Vigor Claro 30 de agosto de 2026

Como melhorar a ereção: o que tem evidência

A intervenção com a recomendação mais forte das guidelines europeias de urologia não se compra em lado nenhum. A EAU 2025 manda iniciar mudanças de estilo de vida e modificação de fatores de risco antes de, ou ao mesmo tempo que, se iniciam os tratamentos da disfunção erétil — com força de recomendação forte, a mesma que atribui aos inibidores da PDE5 como primeira linha farmacológica. A terapia cognitivo-comportamental tem igualmente recomendação forte. O treino do pavimento pélvico tem ensaios com resultados medidos. Os suplementos vêm no fim da fila, com recomendação fraca e reservados a quem tem disfunção erétil ligeira e recusa tratamento farmacológico.

Atualizado 30 de agosto de 2026 9 fontes

Esta página está ordenada por força de evidência, não por grau de «naturalidade» — que não é critério nenhum.

O que tem mais evidência, por ordem?

Esta tabela resume o estatuto de cada abordagem nas fontes clínicas usadas nesta página. «Forte» e «fraca» são as forças de recomendação atribuídas pela própria EAU 2025, não uma avaliação nossa.

Abordagem Estatuto na evidência Duração nos estudos
Estilo de vida e fatores de risco recomendação forte (EAU 2025) a iniciar antes ou ao mesmo tempo que o tratamento
Terapia cognitivo-comportamental recomendação forte (EAU 2025) não especificada na fonte
Treino do pavimento pélvico revisão sistemática de 2023 e ensaio aleatorizado de 2004 6 a 12 semanas, 9 a 20 sessões
Inibidores da PDE5 recomendação forte, primeira linha farmacológica (EAU 2025) uso conforme prescrição/dispensa
Dispositivo de vácuo recomendação fraca (EAU 2025), para gestão não invasiva e sem fármacos não especificada na fonte
Suplementos com L-arginina ou ginseng recomendação fraca, só em disfunção ligeira e em quem recusa fármaco uso diário

Por onde se começa?

Começa-se pelos fatores de risco, e isso não é um conselho simpático de abertura: é a recomendação com a classificação mais alta de toda a secção de tratamento da EAU 2025 — iniciar mudanças de estilo de vida e modificação de fatores de risco antes de, ou em simultâneo com, qualquer tratamento da disfunção erétil (EAU 2025).

A guideline agrupa peso, exercício físico, tabaco e álcool como um conjunto, sem separar quanto é que cada um deles pesa isoladamente. Isso tem uma consequência editorial que assumimos: não vai encontrar aqui «perder tantos quilos melhora tanto por cento». Esse número, com fonte que o sustente, não existe na base de fontes desta página — e a versão que circula na internet portuguesa costuma vir sem citação nenhuma.

O que a hierarquia diz é mais simples do que uma percentagem.
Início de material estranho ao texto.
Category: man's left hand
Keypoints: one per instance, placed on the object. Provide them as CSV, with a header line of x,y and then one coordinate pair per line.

Se a ereção é um fenómeno vascular, mexer nos fatores que estragam vasos é tratamento, não preparação para o tratamento. Porque é que os vasos estão no centro disto explica-se melhor categoria a categoria.

O treino do pavimento pélvico funciona?

Tem o melhor conjunto de dados de todas as abordagens que uma pessoa pode fazer sozinha. No ensaio aleatorizado de Dorey e colegas, 55 homens com disfunção erétil (idade mediana 59,2 anos) foram divididos entre 28 no grupo de intervenção — exercícios do pavimento pélvico com biofeedback manométrico mais conselhos de estilo de vida — e 27 no grupo de controlo, que recebeu apenas os conselhos. Aos 12 meses, 40% dos homens do grupo de intervenção tinham recuperado função erétil normal (BJGP, 2004).
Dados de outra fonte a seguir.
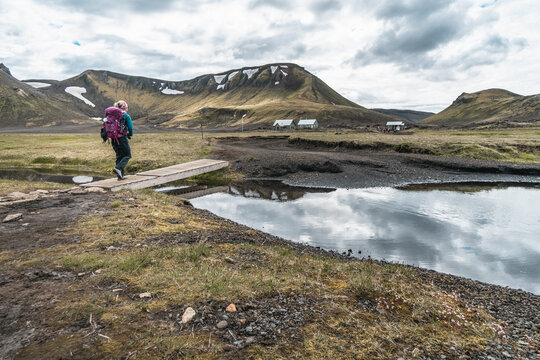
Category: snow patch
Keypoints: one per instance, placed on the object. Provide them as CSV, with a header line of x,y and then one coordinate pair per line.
x,y
77,91
250,72
231,75
37,85
168,91
219,78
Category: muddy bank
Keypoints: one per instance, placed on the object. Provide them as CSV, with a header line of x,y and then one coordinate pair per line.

Uma publicação relacionada da mesma equipa, de 2005, reporta 67% com melhoria à semana 12 contra 30% no grupo de controlo. São dois números diferentes porque medem coisas diferentes — «função normal» e «melhoria» não são o mesmo critério, e vale a pena não os misturar.

A revisão sistemática de 2023 que reúne esta literatura rastreou 239 estudos e incluiu 13. Além do ensaio de Dorey, agrega dois trabalhos de reabilitação após prostatectomia: Prota e colegas (2012), com 47,1% do grupo tratado a ficar potente contra 12,5% no controlo, e Lin e colegas (2012), com melhoria significativa aos 6 e aos 12 meses. A conclusão dos autores é que a fisioterapia é uma abordagem não farmacológica eficaz, podendo ser proposta como opção de primeira linha na disfunção sexual masculina (Int J Sexual Health, 2023).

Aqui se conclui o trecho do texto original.